I had no idea that my little sisters were plotting to escape; they were sick of me and of my heavy-handed ways.
Richie, too, would be heading back to Louisiana as soon as he could figure out how. Richie, my young cousin that Mother took in, was like a dog that had been beaten once too many times; something was wrong in his head. Even if he wanted to do right, it wouldn't happen. I asked him to go up in the attic to take out a rat Winston had poisoned. Usually Winston would get them down, but he was off chasing down parts for a transmission, and I couldn't stand the reek wafting from the ceiling. Richie scrambled up the ladder and found that rat in no time. The boy was more excited than he had a right to be. The next few days he continued sneaking up into the attic, looking for more poisoned rats. I guess I should have been happy that the boy wanted to help out, but something about him all juiced up to crawl around in the blackness searching for rotting rats unnerved me. I told him not to go back up into the attic, that he had no business up there.
He gave me such a sullen, disrespectful sneer that I slapped him down. I wasn't Mother, but he had to respect and listen to me.
He wouldn't go to school unless I threatened to beat him, but that didn't work.
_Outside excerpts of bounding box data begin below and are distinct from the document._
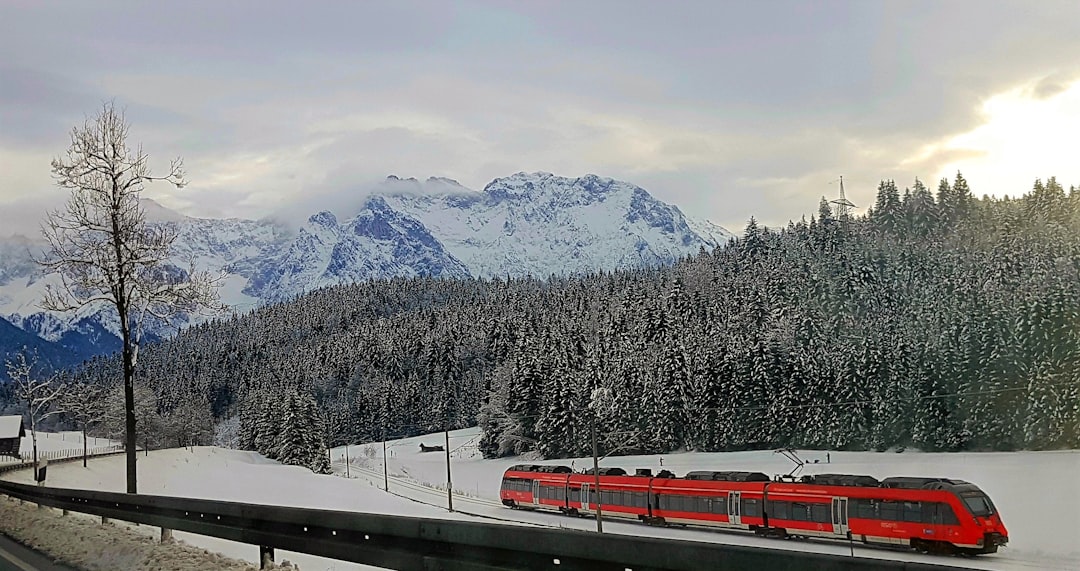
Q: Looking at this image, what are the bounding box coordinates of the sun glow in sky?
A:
[0,0,1080,236]
[939,80,1080,196]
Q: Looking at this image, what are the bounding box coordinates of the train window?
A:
[851,500,877,519]
[960,492,994,517]
[937,504,960,526]
[878,500,901,521]
[903,502,922,522]
[742,498,761,517]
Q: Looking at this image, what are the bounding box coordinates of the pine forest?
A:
[65,175,1080,471]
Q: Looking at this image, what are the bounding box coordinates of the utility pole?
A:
[382,431,390,492]
[444,429,454,512]
[589,414,604,533]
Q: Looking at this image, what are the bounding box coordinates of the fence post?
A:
[259,545,273,569]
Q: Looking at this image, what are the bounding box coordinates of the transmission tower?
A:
[828,175,855,219]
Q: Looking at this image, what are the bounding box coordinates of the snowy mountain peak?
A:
[0,172,731,356]
[308,210,338,228]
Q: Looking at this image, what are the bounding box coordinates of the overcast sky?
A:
[0,0,1080,234]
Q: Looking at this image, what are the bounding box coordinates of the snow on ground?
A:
[0,429,1080,571]
[334,429,1080,570]
[0,498,291,571]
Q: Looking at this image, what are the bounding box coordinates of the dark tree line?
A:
[69,175,1080,457]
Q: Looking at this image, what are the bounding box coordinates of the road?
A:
[0,534,75,571]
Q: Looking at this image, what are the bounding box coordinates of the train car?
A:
[499,464,573,512]
[500,464,1009,555]
[648,472,769,530]
[565,467,652,519]
[766,474,1009,555]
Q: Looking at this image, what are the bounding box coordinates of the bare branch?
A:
[37,103,220,492]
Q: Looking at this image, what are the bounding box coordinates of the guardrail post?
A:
[259,545,273,569]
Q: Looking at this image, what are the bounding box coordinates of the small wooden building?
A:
[0,416,26,458]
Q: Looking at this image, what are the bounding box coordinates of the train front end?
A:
[953,484,1009,554]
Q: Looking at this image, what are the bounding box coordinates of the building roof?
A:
[0,414,26,438]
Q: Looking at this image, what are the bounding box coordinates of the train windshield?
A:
[960,492,995,517]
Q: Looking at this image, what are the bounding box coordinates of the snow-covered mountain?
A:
[0,173,731,356]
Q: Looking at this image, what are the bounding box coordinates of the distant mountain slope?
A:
[375,173,731,277]
[0,310,82,380]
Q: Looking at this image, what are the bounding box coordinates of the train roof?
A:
[881,476,978,491]
[585,467,626,476]
[507,464,573,474]
[800,474,881,488]
[684,471,769,481]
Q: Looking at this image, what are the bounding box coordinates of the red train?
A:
[499,464,1009,555]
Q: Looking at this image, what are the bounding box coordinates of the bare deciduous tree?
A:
[5,353,63,481]
[38,103,219,493]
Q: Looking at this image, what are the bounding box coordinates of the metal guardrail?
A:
[0,481,980,571]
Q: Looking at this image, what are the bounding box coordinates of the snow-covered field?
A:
[8,429,1080,571]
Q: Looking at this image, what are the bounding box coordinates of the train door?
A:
[833,498,848,538]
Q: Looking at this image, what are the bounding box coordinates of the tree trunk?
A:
[120,312,138,493]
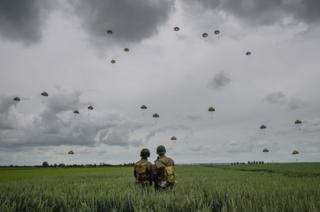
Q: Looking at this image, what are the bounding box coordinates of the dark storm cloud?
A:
[0,0,52,44]
[185,0,320,25]
[0,92,143,148]
[264,91,287,104]
[73,0,174,44]
[145,125,191,142]
[208,71,231,89]
[264,91,306,110]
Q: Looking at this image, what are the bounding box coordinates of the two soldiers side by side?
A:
[134,145,176,190]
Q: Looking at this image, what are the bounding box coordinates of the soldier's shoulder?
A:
[167,157,174,163]
[135,160,142,165]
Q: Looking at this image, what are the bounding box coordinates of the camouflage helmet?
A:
[157,145,166,154]
[140,149,150,158]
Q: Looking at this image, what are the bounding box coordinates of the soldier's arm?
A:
[133,166,137,178]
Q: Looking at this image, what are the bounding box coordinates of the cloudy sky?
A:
[0,0,320,165]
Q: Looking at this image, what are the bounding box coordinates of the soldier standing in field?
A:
[133,149,153,186]
[155,145,176,189]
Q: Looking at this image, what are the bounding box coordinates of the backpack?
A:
[164,166,176,183]
[135,160,149,181]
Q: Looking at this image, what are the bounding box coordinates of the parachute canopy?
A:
[140,105,147,110]
[13,96,21,102]
[41,91,49,96]
[260,124,267,130]
[152,113,160,118]
[202,32,208,38]
[173,26,180,32]
[292,150,299,155]
[208,107,216,112]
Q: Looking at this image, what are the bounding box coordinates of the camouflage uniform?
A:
[133,149,153,186]
[155,155,175,189]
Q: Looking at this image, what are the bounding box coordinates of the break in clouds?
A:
[186,0,320,25]
[0,0,320,163]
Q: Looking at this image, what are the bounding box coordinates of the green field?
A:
[0,164,320,212]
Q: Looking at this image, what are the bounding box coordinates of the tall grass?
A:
[0,164,320,212]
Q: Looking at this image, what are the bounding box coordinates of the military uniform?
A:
[133,159,153,186]
[155,155,175,189]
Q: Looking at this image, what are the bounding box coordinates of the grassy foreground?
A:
[0,164,320,212]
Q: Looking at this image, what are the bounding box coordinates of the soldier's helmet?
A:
[157,145,166,154]
[140,149,150,158]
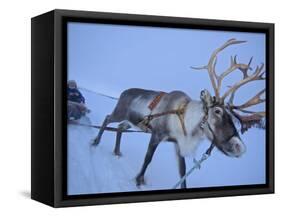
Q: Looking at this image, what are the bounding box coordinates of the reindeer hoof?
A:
[113,151,122,157]
[91,138,100,146]
[136,176,145,187]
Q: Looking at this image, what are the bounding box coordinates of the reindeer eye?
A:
[215,108,222,115]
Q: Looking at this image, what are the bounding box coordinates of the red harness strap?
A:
[148,92,166,111]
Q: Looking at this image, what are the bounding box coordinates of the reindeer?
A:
[92,39,265,188]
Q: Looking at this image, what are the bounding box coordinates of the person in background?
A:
[67,80,89,120]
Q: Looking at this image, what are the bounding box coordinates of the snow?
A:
[67,89,265,195]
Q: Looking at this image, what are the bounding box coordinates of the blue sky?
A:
[68,23,265,188]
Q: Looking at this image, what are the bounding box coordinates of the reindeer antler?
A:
[191,39,265,133]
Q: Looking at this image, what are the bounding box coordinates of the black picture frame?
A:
[31,10,274,207]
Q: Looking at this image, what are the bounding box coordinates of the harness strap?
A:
[140,101,188,136]
[148,92,166,111]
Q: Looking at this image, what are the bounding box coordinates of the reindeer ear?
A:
[200,89,213,107]
[238,119,265,134]
[230,111,266,134]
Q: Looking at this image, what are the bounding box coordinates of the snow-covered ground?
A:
[67,90,265,195]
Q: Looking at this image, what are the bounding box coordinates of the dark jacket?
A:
[67,88,85,103]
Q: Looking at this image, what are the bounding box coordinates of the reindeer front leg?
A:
[136,133,161,186]
[91,115,113,146]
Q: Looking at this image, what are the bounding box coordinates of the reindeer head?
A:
[192,39,265,157]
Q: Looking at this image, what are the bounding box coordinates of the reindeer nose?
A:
[235,143,241,152]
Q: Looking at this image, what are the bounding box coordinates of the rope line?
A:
[79,87,119,100]
[69,122,146,133]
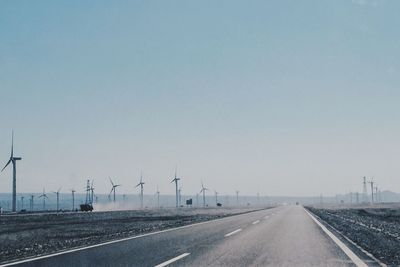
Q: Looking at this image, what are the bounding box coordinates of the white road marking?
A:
[225,228,242,237]
[304,209,368,267]
[0,211,276,267]
[155,253,190,267]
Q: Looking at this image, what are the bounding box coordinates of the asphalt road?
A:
[7,206,368,266]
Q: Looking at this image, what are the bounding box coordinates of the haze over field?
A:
[0,0,400,196]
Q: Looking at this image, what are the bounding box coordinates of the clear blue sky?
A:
[0,0,400,195]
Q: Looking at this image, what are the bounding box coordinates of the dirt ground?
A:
[308,204,400,266]
[0,208,268,263]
Because of Aunt Dot he knew how to take a whipping, and wasn't afraid of them. I'd wear my arm down beating his butt, and it wouldn't change a thing. I didn't have to worry about his attendance for very long because he spit on a nun and got thrown out of Holy Name. I put him in a public school, but soon the truant officer called, trying to find him. Richie stopped going after his first day.
Winston tried talking to Richie, and of course that was a big mistake because he ended up yelling at him. Richie ran away. A neighbor found him sleeping in a doghouse with the man's hunting dogs. We brought him home and got him clean, but a few days later he took off again. He spent the night at the bowling alley on Crenshaw, then the next night it was beneath the trees at Rancho Park. Then he found his way to the Greyhound depot miles away. Each time we found him, I whipped his behind, but it didn't matter. Quick enough, he was gone again, vanishing into the night.
He was practicing to leave us for good.
I don't know how far Richie thought he'd get with no money -- to New Orleans? Even if he did, I hoped he didn't believe that Aunt Dot would take him back. She had to be the meanest bitch of a mother who ever lived. I'd bet my last dollar that if he could manage to find his way to New Orleans, Dot would kick him off the porch like he was the mangiest cur that ever wandered up the steps.
If anybody would be able to take care of himself, it would be Richie. He was big for thirteen and the kind of kid who would have gotten a job in New Orleans on the docks in the old days.
He missed Mother more than any of us, and his want for her just got worse. Being around us was just another reminder of his loss.
I understood.
Though Mother died years ago, it still felt like a fresh wound. The twins grew up with that too, as though at any moment Mother would come through the door, puffing from that bad heart of hers, struggling with a pot roast or some such thing she'd be planning on cooking for Daddy's dinner.
Wasn't a thing I could do for Richie but not get too furious when I discovered that he had slipped fifty dollars from my purse.
I got word that he did make it back to New Orleans, and found a bed with the Sisters of Mercy. I wondered how long it would be before he'd sneak out of the orphanage on his way to somewhere else.